How Often to Water Spider Plants in Winter

The spider plant’s demand for moisture can fluctuate according to seasons, even if it is indoors.

Spider plants enter a state of dormancy over Winter in response to fewer hours of light and lower light intensity. This means spider plants typically require watering less often compared to active growth in the Spring and Summer.

Also, cooler temperatures can reduce the rate at which the soil and the plant dries out which can increase the risk of root rot if you do not decrease the frequency of your watering.

Typically spider plants should be watered once every 2 or even 3 weeks in Winter in response to less hours of sun, to meet the moisture requirements whilst also avoid root rot.

However, some variables can significantly change how often you should water spider plants during Winter.

In our homes, the temperature can fluctuate significantly during Winter thanks to sources of heat such as radiators, fires, and forced air which lowers the humidity and causes the soil to dry out more quickly.
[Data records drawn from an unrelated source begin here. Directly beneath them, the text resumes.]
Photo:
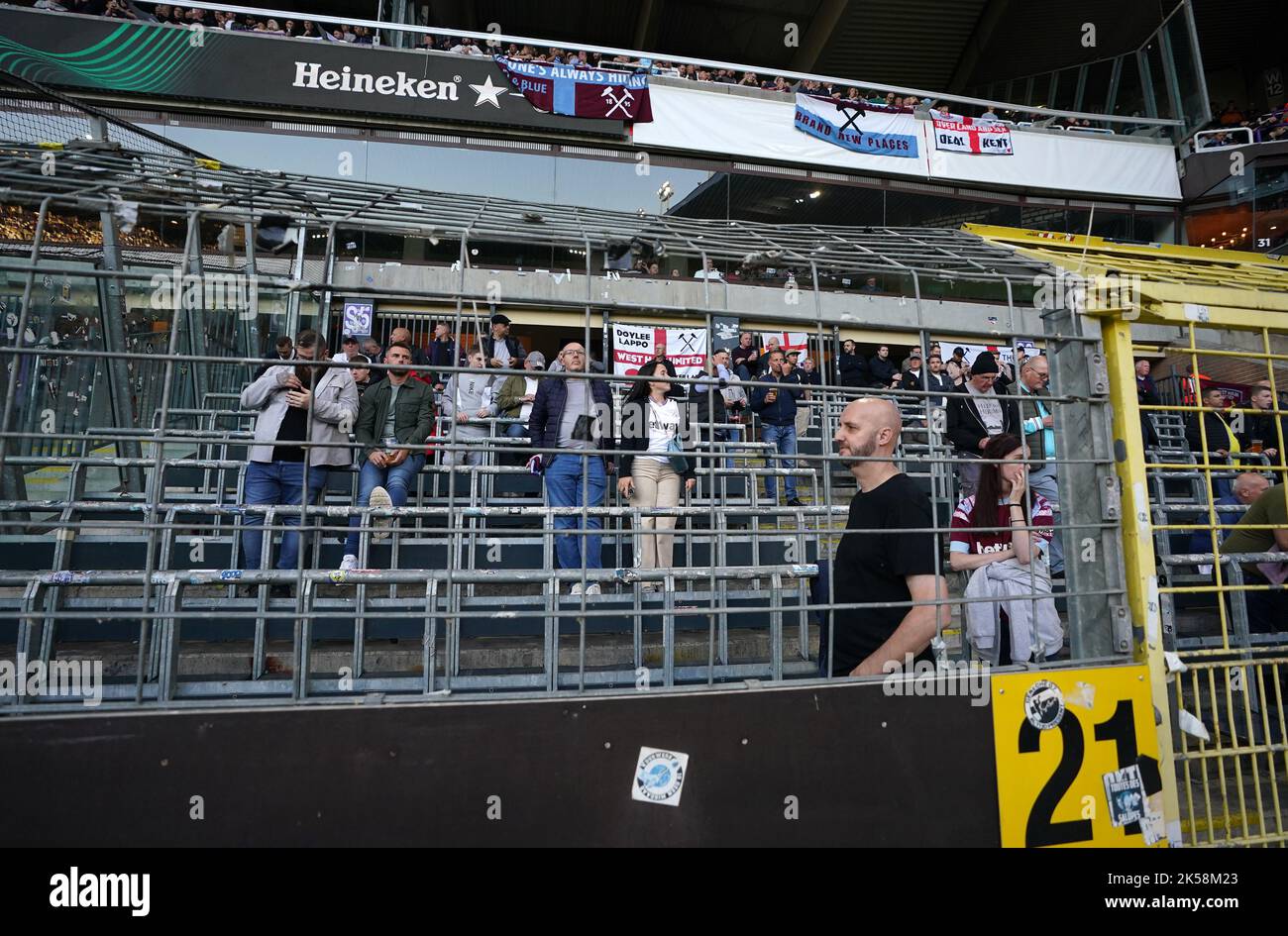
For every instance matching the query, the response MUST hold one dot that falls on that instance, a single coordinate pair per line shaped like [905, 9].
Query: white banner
[635, 346]
[732, 127]
[971, 136]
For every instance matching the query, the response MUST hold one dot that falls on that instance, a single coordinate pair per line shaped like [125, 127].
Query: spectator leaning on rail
[777, 410]
[572, 415]
[442, 353]
[467, 398]
[853, 368]
[1223, 441]
[1262, 429]
[516, 394]
[1247, 488]
[888, 554]
[1034, 403]
[936, 380]
[1146, 394]
[397, 412]
[305, 402]
[501, 351]
[977, 417]
[999, 536]
[1267, 609]
[884, 372]
[651, 430]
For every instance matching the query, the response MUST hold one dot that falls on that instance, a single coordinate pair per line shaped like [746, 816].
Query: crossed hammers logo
[618, 102]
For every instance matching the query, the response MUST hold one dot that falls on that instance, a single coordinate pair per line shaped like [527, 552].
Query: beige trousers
[657, 484]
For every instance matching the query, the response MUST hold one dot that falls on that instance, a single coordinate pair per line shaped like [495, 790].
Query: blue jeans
[565, 489]
[281, 483]
[784, 438]
[397, 480]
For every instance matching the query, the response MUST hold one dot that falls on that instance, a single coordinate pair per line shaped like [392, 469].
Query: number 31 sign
[1077, 759]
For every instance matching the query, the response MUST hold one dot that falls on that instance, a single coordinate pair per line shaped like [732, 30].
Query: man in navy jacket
[777, 410]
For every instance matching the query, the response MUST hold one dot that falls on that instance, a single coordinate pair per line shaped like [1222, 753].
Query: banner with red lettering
[634, 346]
[971, 136]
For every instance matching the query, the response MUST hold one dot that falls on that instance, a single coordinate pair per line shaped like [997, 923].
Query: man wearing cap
[501, 351]
[1034, 403]
[977, 417]
[348, 348]
[519, 391]
[442, 353]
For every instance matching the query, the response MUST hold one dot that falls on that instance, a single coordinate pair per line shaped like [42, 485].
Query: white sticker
[660, 777]
[1196, 313]
[1043, 704]
[1125, 790]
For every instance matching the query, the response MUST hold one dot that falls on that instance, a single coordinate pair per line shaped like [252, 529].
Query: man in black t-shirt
[888, 553]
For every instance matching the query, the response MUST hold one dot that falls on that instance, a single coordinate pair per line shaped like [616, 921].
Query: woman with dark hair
[651, 421]
[1001, 536]
[854, 368]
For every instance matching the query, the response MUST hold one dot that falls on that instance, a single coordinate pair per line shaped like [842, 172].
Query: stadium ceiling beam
[818, 34]
[647, 24]
[979, 39]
If you notice the tips of the spider plant’s leaves turning brown then this is a sign of drought stress and you should increase how often you water and mist regularly to counter the drying effects of indoor heating.

If the spider plant leaves turn yellow or black, this indicates you are watering too often.

Spider plants are hardy so as long as the top inch or so of the soil dries out between watering the plant should recover from bouts of over-watering or under-watering in Winter.

How Often to Water Spider Plantlets from Propagation

If you are propagating developing plantlets from the parent plant then water so that the surface of the soil stays evenly moist but not saturated.

Small plantlets do not have a very well-developed root system and therefore a very susceptible to drought.

So it is important to water the plantlets more regularly than the parent plant which by comparison can store water in its thick, fleshy white roots and rhizomes so can tolerate much dryer conditions.

Check the soil’s moisture by using your finger to judge the level of moisture in the top inch of the soil, as this is the strata of soil in which the plantlets are drawing up their needed moisture.

As long as the soil is consistently moist and does not dry out, then your plantlet should be able to develop roots and grow.

Always water with a really good soak rather the watering lightly as this creates more evenly moist soil and encourages the roots to grow and develop so they can sustain a much larger plant.

How Much to Water Spider Plants

Knowing how much to water spider plants is as important as knowing how often to water.

Whilst there are many variables such as climate, temperature, and humidity that can all influence how often to water spider plants, the amount of water should always be the same.

Water spider plants with a really good soak, so that excess water tickles out the base of the pot.

Watering in this way ensures that the water has infiltrated the soil so that the roots can uptake the moisture they require.

A really generous soak also encourages the roots to grow down into the soil and mature so that they can store water which increases the spider plants resistance to drought.

Watering your spider plant too lightly results in only to top inch or so of the soil being moist and the water does not reach the roots where it is required. This causes the tips of the leaves to turn brown as a sign of drought stress.

(Read my article, spider plant not growing and not producing babies?)

If you’re looking for more care tips, read my article How to Grow and Care for Spider Plants Indoors.

Key Takeaways:

  • Water spider plants with a generous soak, so that excess water trickles from the base of the pot. Wait until the top inch of the soil is dry before watering to meet the moisture requirements of spider plants whilst avoiding root rot.
  • Mist spider plants regularly to create a humid micro-climate that emulates the conditions of its native range.
  • Ensure that the soil stays evenly moist for spider plantlets as they develop roots.
  • Always water spider plants with a generous soak to promote healthy root growth.